# Felling Axe



## Redneck (Oct 6, 2016)

In my quest to be more prepared to weather a SHTF situation, I have added more hand tools. My most recent acquisition is a real beauty and proudly American made. It is the Council Tool Velvicut felling axe. I did research regarding crosscut saws & the like, but seems upkeep on them would be a bit too much for me, so I went back to basics with the axe. I say basics but this baby is a real workhorse. This should work great with my Fiskars splitting axe, which is an amazing tool in its own right.

Working with an axe is great exercise... even for an old fart like me.


----------



## rice paddy daddy (Jul 17, 2012)

I have a nice felling axe, and a slightly lighter, shorter handled axe.
They are both out in the barn, I'm pulling on my boots to leave for work in less than 10 minutes so I can't check brand names.

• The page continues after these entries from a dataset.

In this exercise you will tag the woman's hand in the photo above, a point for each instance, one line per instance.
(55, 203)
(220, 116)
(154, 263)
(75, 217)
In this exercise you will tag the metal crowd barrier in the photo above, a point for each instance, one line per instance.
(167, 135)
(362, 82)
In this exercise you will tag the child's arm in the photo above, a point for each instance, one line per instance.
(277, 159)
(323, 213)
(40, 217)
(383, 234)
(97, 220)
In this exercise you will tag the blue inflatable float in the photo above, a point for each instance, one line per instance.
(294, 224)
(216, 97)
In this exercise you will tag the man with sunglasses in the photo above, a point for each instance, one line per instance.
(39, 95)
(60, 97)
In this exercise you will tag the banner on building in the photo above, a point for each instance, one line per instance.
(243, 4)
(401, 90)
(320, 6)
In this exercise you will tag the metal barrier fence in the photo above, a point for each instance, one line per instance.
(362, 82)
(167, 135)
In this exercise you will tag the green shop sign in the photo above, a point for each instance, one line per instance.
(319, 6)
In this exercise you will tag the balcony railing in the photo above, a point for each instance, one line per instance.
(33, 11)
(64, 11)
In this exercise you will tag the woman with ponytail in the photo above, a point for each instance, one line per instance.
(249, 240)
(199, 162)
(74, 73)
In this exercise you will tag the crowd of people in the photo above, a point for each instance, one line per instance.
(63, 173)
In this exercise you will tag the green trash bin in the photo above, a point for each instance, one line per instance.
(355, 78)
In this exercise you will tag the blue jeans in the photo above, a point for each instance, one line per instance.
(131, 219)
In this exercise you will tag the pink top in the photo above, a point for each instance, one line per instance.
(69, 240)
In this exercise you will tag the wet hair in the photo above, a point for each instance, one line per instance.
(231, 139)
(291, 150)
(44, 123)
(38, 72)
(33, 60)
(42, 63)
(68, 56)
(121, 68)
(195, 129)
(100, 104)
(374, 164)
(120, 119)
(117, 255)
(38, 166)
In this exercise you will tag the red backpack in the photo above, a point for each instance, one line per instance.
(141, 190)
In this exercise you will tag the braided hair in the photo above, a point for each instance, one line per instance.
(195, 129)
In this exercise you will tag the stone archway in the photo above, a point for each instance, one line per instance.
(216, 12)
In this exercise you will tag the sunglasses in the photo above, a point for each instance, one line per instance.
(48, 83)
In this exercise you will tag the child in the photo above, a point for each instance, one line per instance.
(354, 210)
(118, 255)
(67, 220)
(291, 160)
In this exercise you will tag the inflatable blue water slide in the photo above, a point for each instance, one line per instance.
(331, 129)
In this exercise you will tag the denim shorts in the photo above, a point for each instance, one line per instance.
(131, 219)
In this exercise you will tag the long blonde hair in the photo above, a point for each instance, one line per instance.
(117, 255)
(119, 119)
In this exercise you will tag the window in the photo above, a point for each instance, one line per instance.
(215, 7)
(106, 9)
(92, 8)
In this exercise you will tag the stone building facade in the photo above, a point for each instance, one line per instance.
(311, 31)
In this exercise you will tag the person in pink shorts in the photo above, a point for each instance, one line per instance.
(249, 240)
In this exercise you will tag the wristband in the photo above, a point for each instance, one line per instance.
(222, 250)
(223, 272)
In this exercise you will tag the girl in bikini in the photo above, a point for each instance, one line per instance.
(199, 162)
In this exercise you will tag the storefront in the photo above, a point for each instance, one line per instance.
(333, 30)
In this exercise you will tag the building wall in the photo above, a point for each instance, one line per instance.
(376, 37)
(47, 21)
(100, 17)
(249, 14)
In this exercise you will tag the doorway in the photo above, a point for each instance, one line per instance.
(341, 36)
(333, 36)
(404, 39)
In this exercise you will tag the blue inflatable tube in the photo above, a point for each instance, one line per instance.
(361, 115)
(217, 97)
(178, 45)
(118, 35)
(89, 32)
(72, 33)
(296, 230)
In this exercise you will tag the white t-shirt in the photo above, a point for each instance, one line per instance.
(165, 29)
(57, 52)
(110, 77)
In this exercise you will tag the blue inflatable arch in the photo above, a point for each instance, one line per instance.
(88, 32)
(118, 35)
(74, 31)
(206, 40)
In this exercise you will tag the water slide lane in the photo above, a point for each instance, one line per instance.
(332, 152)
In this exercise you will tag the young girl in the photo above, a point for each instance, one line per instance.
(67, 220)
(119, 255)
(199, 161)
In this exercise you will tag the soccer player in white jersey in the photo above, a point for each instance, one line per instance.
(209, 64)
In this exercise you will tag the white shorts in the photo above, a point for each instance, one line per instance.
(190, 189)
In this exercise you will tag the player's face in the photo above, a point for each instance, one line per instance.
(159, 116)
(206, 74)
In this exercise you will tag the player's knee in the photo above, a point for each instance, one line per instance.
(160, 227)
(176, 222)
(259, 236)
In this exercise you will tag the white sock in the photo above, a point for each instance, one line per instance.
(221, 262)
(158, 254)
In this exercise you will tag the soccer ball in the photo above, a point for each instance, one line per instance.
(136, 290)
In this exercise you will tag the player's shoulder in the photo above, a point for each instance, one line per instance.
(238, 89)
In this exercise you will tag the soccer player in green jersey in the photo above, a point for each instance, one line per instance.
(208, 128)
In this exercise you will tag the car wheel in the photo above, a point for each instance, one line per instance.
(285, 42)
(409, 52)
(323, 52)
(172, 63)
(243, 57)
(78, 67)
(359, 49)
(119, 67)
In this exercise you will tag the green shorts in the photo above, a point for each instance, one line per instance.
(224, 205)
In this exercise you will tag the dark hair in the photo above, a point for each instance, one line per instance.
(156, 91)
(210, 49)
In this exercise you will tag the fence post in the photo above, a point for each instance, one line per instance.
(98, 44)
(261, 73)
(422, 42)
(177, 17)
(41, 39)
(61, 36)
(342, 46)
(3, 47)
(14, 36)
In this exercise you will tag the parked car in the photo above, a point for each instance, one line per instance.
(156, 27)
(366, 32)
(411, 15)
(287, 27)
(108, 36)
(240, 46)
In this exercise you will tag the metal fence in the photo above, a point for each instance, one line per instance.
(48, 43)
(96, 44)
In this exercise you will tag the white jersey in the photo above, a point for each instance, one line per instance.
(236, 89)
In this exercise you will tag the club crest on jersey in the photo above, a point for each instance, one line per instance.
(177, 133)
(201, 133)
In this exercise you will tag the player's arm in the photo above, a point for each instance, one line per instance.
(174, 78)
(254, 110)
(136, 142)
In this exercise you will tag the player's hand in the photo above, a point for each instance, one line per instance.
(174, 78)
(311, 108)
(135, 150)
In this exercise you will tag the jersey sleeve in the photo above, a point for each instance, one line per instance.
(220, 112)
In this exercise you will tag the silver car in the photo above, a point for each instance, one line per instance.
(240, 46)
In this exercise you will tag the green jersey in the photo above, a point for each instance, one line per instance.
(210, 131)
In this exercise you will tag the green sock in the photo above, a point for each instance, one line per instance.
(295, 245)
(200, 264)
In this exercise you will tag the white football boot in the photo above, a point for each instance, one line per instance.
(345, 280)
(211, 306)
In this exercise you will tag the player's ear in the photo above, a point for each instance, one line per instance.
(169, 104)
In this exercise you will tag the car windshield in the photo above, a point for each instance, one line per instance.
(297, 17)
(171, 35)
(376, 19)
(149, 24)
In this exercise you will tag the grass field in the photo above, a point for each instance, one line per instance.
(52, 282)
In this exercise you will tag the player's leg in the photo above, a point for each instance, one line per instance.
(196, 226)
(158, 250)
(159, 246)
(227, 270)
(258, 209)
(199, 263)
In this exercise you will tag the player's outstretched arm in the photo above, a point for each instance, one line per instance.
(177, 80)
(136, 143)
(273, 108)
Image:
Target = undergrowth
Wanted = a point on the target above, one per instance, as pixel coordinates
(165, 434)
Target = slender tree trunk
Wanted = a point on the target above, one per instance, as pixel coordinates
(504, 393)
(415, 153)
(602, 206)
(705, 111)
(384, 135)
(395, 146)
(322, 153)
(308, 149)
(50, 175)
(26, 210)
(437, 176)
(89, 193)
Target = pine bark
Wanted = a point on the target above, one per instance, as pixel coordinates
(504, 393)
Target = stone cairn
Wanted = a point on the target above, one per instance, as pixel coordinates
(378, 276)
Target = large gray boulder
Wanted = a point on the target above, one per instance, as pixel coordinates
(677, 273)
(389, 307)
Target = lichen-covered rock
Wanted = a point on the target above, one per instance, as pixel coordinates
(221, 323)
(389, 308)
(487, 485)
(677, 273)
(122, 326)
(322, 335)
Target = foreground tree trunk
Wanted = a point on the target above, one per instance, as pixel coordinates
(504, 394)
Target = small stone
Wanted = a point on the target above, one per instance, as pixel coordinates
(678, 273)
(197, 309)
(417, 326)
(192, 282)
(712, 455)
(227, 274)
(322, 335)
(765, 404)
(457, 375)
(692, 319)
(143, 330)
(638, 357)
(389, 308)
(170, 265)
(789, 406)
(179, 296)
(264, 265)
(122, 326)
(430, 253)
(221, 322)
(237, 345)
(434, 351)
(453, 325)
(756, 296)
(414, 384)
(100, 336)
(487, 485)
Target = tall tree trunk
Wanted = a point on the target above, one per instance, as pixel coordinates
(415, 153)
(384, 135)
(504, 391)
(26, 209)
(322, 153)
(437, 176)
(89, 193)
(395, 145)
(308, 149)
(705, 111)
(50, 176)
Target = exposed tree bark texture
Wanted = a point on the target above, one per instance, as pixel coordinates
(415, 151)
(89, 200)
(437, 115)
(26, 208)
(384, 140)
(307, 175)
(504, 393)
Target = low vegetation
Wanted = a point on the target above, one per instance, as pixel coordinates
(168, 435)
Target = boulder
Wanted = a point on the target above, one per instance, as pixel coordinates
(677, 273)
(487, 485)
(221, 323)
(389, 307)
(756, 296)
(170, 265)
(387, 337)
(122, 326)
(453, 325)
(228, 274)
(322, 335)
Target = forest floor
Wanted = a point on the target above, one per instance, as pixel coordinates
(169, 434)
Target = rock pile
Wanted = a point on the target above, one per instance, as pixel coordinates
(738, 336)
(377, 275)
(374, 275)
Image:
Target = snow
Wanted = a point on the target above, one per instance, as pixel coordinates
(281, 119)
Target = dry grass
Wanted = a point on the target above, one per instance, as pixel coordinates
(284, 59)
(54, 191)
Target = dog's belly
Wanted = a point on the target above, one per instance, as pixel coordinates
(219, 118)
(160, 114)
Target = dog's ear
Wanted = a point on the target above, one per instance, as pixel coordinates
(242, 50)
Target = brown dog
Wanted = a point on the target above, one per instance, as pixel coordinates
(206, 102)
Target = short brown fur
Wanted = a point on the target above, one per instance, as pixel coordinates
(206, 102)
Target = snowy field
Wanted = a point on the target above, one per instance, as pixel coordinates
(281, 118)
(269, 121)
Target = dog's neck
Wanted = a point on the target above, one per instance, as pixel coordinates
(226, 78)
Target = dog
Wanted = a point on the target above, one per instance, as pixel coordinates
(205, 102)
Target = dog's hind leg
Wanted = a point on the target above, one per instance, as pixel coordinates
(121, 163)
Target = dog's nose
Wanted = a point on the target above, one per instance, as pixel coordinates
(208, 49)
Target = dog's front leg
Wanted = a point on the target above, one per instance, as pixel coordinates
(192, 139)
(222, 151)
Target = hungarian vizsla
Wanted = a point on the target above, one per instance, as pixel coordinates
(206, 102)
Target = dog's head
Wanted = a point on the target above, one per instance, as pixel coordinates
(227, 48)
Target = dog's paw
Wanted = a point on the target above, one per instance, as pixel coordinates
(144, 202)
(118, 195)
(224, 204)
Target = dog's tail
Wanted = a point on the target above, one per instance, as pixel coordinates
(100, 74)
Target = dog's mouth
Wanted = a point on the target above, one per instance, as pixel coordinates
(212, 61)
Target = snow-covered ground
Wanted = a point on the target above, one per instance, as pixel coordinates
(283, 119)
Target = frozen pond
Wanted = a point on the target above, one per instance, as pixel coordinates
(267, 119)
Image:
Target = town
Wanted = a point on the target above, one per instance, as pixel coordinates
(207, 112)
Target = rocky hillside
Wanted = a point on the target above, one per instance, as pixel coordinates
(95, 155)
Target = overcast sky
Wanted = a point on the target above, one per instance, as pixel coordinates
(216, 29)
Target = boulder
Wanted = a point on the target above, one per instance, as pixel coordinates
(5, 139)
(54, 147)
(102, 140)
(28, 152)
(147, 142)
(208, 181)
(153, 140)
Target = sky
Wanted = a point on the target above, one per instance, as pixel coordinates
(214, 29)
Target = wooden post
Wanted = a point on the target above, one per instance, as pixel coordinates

Maybe Vermont American? they are both almost 50 years old.

I still like my Husqvarna chain saw though.


----------



## Redneck (Oct 6, 2016)

rice paddy daddy said:


> I still like my Husqvarna chain saw though.


Amen to that, however my go to saw, for normal duty is the lithium powered EGO. So convenient & still powerful.


----------



## Real Old Man (Aug 17, 2015)

While an axe may be the ticket for felling a tree, cutting it up into usable lengths for a stove or fireplace it's best to have either a buck saw https://www.lehmans.com/product/hickory-bucksaw/wood-cutting-hauling or a bow saw https://www.amazon.com/Bahco-10-30-23-30-Inch-Ergo-Green/dp/B0001IX7TW. I've got a couple of bow saws and a Japanese style pruning saw https://www.amazon.com/Samurai-Ichiban-Pruning-Scabbard-GC-330-LH/dp/B001BAFD6E that has a really sharp set of teeth


----------



## Illini Warrior (Jan 24, 2015)

don't forget the maintenance side of the tool - sharpening file and stone - extra handle - wedges - linseed oil - ect ect ....


----------



## Targetshooter (Dec 4, 2015)

@******* , great ideal , I have a m48 battle axe I use , I got it from BUDK.com - Knives & Swords At The Lowest Prices! . I like it very much .


----------



## Slippy (Nov 14, 2013)

Has anybody taken a chainsaw designed for a longer Guide Bar/Chain and put a shorter Guide Bar/Chain on it to increase power of the cut? 

For example I've got a 20" Stihl Farm Boss. What are the physics of replacing the 20" bar/chain with for example a 16" bar/chain or shorter to get more power out of the saw when doing small diameter wood cut jobs quicker?


----------



## Redneck (Oct 6, 2016)

Illini Warrior said:


> don't forget the maintenance side of the tool - sharpening file and stone - extra handle - wedges - linseed oil - ect ect ....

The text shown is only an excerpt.